The CARES Act suspends these limits. It allows real estate investors to write down a depreciation on non-business profits. As a result, married couples with more than $500,000 income or profits from non-business sources possibly faced no tax liability for 2020 and the previous two years. However, it depends on whether depreciation and non-business losses equal or exceed those capital gains.
- Expansion of Small Business
Section 1113 of the CARES Act expands the Small Business Reorganization Act of 2019 (SBRA) to benefit more small businesses. It provides small businesses like small real estate developers, owners, independent contractors, self-employed individuals or others with a more forgivable loan program of about $356 billion. As a result, the CARES Act helped small businesses to operate within the challenging circumstances created by the pandemic.
- Mortgage Forbearances
Under Section 4023 of the CARES Act, borrowers under certain home mortgages and multifamily loans for federally-backed programs are eligible for the temporary forbearance of payments for up to 90 days. However, it is only applicable if they are current on payments as of Feb.2020. If such borrowers opted for these forbearance provisions, they will face additional restrictions on tenant evictions on the grounds of late fees and penalties.

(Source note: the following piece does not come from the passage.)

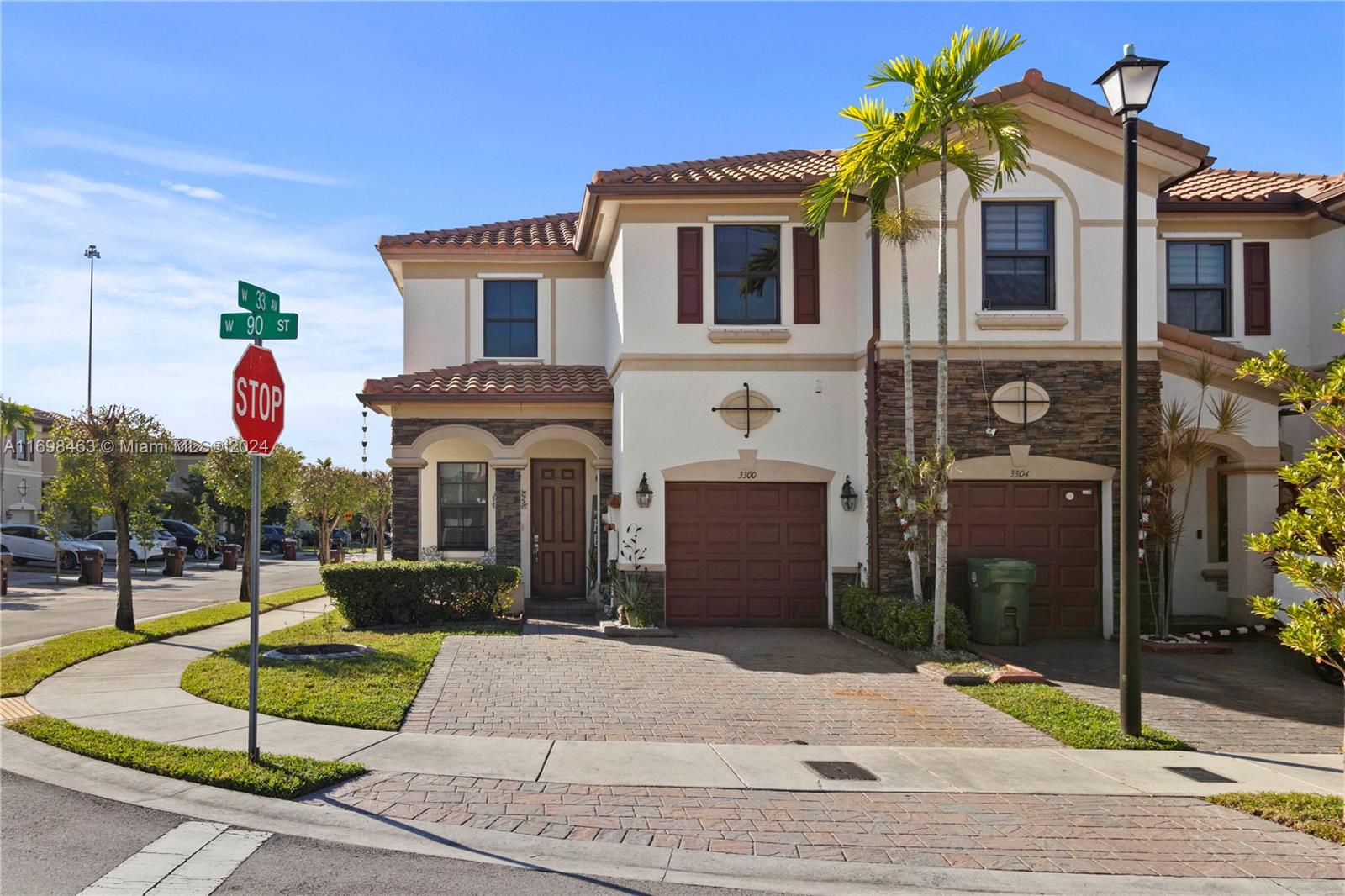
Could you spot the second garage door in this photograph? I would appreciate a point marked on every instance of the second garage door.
(746, 555)
(1052, 524)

- National Moratorium on Residential Evictions for Properties with Federal Loans
For 120 days, succeeding The CARES Act Section 4024(a)(5) states that, an owner cannot evict tenants occupying properties financed by federally-backed multifamily loans. Further, they are also barred from taking any action against tenants or penalise them for delay in rent or fees. The rule applies to mortgages insured, guaranteed or assisted by the Federal Government. It also applies to federal loan programs assisted by Freddie Mac or Fannie Mae or HUD program. or follows suit by placing a 120-day moratorium on residential evictions for tenants occupying properties financed by federally-backed multifamily loans. These loans are defined as loans made or insured, guaranteed, or assisted by the Federal Government or by a HUD program or purchased or securitized by Freddie Mac or Fannie Mae.

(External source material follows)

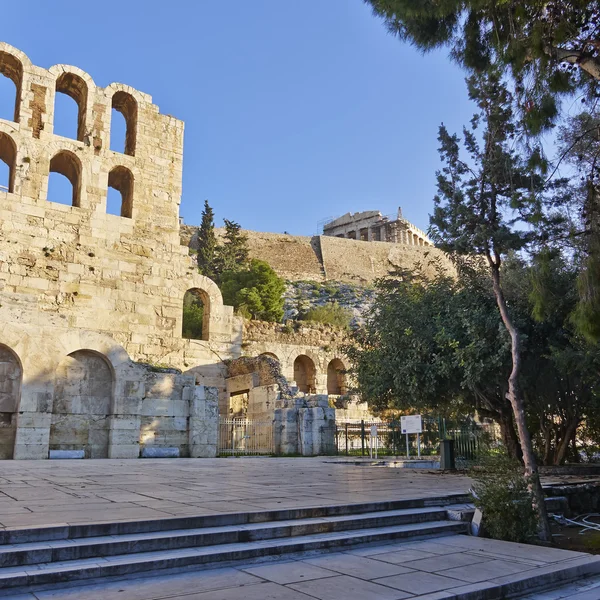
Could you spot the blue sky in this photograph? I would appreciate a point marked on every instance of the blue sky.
(295, 111)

Although The Coronavirus Aid, Relief, and Economic Security (CARES) Act is hailed as the largest economic relief act in the history of the US, some experts believe that it may not be enough to avert the economic crisis caused by COVID-19. It is unclear about the aid the Act aims to provide to several small businesses or landlords who do not have federally-backed mortgages or subsidized renters. However, The CARES Act is a potential life-saver for real estate accredited investors with its provisions for tax reduction obligations, tax refunds and more.